UBS May Cut 8,000 Jobs After 12 Billion Swiss Franc Loss

UBS AG may cut as many as 8,000 jobs as it grapples with the biggest credit writedowns of any European bank and a 12 billion Swiss franc ($11.4 billion) first quarter loss, Bloomberg reports. Switzerland's biggest bank, which had a

By None

UBS AG may cut as many as 8,000 jobs as it grapples with the biggest credit writedowns of any European bank and a 12 billion Swiss franc ($11.4 billion) first-quarter loss, Bloomberg reports.

Switzerland’s biggest bank, which had a 3 billion Swiss franc profit a year earlier, is set to spell out plans for layoffs when it reports detailed results tomorrow. The company will probably say it’s eliminating 2,500 to 3,000 jobs in its investment bank alone, more than 10% of the division.

“UBS is scaling down investment banking, including reducing trading bets and giving up off-balance sheet units,” says Dirk Becker, an analyst with Landsbanki Kepler. “It was realistic to estimate that UBS would sack 10% of its 83,000 employees.”

Writedowns at the Zurich-based bank after the U.S. subprime mortgage meltdown have swelled to $38 billion over the past three quarters, a result of building a debt securities business at the peak of the market.

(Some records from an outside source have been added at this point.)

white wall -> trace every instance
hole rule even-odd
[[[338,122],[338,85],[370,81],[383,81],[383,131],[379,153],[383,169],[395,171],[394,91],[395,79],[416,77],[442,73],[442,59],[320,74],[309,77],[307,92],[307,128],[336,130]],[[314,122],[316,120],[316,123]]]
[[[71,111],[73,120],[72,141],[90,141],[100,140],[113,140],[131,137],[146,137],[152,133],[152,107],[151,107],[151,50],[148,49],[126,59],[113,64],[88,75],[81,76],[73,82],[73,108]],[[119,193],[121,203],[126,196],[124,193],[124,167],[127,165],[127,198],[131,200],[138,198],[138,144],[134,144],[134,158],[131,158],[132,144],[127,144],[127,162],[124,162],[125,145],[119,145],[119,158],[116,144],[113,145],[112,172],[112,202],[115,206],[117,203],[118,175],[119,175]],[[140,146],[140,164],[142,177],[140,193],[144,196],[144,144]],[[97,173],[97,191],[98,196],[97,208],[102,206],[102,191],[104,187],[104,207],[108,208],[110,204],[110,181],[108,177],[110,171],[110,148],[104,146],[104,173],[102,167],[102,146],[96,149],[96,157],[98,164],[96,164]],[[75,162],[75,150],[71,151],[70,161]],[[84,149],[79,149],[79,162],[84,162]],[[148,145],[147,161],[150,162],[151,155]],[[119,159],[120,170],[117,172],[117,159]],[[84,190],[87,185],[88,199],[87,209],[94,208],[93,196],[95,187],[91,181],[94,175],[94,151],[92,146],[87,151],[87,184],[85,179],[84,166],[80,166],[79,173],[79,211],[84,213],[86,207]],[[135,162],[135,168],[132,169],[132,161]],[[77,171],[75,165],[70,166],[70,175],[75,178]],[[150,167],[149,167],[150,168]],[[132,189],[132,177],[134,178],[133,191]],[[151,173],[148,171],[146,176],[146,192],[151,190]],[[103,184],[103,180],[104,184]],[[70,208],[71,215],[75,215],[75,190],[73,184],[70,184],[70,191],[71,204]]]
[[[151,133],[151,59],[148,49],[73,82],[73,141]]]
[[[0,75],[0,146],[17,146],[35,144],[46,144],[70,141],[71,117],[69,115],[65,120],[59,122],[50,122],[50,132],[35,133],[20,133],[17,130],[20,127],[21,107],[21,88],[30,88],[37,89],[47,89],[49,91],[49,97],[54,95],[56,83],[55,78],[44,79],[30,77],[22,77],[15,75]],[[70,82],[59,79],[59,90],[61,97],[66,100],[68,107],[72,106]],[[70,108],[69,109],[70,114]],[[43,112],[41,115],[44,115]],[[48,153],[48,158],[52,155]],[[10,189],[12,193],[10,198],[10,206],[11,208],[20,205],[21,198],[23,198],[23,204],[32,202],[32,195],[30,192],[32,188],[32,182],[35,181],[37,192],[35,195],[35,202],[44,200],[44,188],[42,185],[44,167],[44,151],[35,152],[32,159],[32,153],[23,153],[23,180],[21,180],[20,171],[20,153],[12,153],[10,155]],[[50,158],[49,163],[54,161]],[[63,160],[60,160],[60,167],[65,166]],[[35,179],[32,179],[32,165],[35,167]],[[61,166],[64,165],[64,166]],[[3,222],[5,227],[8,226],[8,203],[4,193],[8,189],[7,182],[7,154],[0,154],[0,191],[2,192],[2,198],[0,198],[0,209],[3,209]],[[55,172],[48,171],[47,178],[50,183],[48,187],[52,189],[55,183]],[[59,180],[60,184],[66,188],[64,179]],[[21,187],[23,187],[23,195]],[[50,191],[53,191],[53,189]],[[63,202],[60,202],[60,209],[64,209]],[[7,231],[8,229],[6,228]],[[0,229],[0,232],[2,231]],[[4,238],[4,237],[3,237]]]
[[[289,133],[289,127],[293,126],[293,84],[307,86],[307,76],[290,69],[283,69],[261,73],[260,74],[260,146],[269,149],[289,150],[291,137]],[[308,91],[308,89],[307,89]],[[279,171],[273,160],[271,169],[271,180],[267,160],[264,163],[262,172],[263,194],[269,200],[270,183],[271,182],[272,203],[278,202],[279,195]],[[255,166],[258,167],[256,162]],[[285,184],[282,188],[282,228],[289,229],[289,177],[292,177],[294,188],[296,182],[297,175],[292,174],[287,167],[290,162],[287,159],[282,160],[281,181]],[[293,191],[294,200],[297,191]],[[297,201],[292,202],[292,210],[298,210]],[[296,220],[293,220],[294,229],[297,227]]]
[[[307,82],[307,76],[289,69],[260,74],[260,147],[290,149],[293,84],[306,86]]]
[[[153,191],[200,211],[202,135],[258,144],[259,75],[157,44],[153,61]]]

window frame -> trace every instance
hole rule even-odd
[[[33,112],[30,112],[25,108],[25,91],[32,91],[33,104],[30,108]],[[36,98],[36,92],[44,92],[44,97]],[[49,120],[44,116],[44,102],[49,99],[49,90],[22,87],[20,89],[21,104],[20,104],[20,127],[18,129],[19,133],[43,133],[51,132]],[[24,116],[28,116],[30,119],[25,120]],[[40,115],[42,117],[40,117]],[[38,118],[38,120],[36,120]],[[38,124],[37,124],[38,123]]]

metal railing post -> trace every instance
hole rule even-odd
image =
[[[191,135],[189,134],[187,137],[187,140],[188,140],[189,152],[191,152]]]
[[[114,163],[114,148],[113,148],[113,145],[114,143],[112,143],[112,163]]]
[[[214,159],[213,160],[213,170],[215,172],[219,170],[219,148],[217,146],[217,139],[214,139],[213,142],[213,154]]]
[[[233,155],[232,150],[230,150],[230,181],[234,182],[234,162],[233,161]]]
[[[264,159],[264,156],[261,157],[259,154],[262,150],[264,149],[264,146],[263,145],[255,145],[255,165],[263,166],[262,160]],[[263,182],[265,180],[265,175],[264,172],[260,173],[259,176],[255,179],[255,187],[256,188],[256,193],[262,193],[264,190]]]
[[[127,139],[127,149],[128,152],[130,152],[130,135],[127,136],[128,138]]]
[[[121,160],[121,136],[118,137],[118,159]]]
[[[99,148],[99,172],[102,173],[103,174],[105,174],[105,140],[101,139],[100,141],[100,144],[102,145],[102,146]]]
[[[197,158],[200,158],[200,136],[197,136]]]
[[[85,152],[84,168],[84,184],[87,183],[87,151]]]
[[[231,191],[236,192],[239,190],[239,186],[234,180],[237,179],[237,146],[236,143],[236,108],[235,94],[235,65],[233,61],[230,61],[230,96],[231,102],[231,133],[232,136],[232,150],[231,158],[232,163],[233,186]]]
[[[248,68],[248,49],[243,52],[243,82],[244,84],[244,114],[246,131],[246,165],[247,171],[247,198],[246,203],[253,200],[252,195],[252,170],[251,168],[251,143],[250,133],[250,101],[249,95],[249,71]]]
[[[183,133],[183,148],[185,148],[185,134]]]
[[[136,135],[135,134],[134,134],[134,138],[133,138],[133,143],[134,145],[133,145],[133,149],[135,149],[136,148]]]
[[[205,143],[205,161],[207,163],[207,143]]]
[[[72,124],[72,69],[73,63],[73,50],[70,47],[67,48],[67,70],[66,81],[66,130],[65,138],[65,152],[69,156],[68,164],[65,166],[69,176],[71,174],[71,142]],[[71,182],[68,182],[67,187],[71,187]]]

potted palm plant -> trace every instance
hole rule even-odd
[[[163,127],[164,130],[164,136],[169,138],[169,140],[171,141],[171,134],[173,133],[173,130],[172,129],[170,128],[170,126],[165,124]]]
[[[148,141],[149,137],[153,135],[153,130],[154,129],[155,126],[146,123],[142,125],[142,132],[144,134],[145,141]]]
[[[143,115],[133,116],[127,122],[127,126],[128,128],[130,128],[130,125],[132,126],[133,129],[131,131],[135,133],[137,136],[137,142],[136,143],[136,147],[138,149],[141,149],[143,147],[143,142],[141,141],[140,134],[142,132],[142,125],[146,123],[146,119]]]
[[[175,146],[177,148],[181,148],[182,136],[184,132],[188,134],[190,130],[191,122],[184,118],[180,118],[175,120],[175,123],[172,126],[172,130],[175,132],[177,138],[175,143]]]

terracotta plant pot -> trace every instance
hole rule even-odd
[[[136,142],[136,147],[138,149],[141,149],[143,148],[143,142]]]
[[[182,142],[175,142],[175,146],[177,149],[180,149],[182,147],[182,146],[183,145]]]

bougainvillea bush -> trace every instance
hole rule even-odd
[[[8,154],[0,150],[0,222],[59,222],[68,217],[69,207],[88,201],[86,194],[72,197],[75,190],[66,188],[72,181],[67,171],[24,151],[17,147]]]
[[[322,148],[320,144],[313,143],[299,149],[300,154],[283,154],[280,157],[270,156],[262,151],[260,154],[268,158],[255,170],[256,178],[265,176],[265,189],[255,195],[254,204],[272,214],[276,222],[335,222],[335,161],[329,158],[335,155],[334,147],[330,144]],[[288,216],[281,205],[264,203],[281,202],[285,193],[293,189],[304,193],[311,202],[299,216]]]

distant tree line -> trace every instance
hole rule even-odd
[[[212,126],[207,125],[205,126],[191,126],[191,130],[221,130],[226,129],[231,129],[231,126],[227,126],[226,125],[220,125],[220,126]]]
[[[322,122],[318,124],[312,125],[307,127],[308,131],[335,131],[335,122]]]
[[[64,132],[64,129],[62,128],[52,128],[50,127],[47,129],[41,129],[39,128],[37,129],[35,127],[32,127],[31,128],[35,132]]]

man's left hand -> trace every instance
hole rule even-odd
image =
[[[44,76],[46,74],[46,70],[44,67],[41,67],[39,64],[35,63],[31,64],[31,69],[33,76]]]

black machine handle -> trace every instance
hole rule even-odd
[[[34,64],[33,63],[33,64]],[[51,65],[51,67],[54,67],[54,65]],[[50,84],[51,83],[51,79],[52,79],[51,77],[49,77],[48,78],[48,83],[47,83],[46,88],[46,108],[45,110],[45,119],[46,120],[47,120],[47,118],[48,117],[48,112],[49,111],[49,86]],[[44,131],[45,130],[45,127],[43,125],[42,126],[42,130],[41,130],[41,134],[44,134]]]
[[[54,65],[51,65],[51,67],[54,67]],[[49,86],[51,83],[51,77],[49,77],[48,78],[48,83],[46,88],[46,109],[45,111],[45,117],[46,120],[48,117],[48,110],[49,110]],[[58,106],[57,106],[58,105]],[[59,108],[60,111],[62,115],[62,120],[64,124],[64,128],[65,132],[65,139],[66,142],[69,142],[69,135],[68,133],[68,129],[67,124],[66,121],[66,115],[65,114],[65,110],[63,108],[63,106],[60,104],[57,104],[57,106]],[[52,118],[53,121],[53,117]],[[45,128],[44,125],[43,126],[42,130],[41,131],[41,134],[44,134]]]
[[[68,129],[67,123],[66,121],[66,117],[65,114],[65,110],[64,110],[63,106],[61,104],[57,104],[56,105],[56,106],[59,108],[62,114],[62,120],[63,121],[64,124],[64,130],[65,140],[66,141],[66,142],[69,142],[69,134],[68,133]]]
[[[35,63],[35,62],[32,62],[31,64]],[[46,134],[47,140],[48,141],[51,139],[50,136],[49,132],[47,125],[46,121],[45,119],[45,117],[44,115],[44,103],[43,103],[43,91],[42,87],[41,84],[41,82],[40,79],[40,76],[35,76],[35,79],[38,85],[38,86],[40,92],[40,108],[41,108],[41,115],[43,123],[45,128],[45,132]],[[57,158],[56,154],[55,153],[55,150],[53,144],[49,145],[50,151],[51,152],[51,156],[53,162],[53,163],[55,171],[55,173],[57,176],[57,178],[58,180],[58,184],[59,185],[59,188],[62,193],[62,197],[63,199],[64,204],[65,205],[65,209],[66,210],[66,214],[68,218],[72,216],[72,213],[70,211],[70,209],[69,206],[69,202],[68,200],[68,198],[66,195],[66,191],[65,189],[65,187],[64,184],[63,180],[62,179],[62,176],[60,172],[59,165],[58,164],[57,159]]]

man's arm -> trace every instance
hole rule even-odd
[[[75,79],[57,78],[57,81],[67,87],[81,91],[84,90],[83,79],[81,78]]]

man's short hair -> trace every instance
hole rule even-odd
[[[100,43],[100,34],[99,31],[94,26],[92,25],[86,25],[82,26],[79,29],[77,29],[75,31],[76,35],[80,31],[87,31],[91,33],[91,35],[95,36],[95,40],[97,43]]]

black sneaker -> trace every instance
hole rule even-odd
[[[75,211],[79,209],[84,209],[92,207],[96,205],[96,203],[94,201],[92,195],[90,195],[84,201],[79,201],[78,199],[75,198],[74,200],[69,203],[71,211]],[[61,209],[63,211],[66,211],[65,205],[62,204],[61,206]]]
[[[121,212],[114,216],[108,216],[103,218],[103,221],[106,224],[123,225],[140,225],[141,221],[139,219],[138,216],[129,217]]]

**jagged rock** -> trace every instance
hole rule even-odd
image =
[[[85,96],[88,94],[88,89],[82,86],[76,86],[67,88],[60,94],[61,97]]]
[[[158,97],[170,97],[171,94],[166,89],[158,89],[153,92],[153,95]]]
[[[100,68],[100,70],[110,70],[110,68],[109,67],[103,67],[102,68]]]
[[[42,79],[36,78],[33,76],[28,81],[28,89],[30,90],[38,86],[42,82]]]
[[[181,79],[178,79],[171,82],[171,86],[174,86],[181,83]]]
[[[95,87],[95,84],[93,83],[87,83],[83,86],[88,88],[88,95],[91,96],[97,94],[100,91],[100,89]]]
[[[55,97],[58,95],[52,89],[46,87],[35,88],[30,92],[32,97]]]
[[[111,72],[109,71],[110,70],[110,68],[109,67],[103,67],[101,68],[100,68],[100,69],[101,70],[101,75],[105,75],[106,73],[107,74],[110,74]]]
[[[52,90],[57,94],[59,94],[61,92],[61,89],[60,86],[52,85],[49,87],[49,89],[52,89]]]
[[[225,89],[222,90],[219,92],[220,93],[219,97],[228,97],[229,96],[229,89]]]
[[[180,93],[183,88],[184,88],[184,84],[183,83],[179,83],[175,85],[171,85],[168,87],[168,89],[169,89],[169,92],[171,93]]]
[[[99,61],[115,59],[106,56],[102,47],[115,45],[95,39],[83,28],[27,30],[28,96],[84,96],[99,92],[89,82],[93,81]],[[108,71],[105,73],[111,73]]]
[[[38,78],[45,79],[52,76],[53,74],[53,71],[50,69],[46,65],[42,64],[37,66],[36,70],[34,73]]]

Chairman Marcel Ospel, who replaced half of the executive board since losses began in 2007, stepped down last month. UBS already cut 1,500 jobs late last year.

UBS rose 8 centimes, or 0.2%, to 36.88 Swiss francs in Swiss trading. It has lost 50% in the past 12 months, making it the sixth-worst performer in the Bloomberg Europe Banks and Financial Services Index of 59 stocks.

The Swiss bank got shareholder approval last month to raise 15 billion Swiss francs in a rights offer after receiving 13 billion Swiss francs from investors in Singapore and the Middle East in March.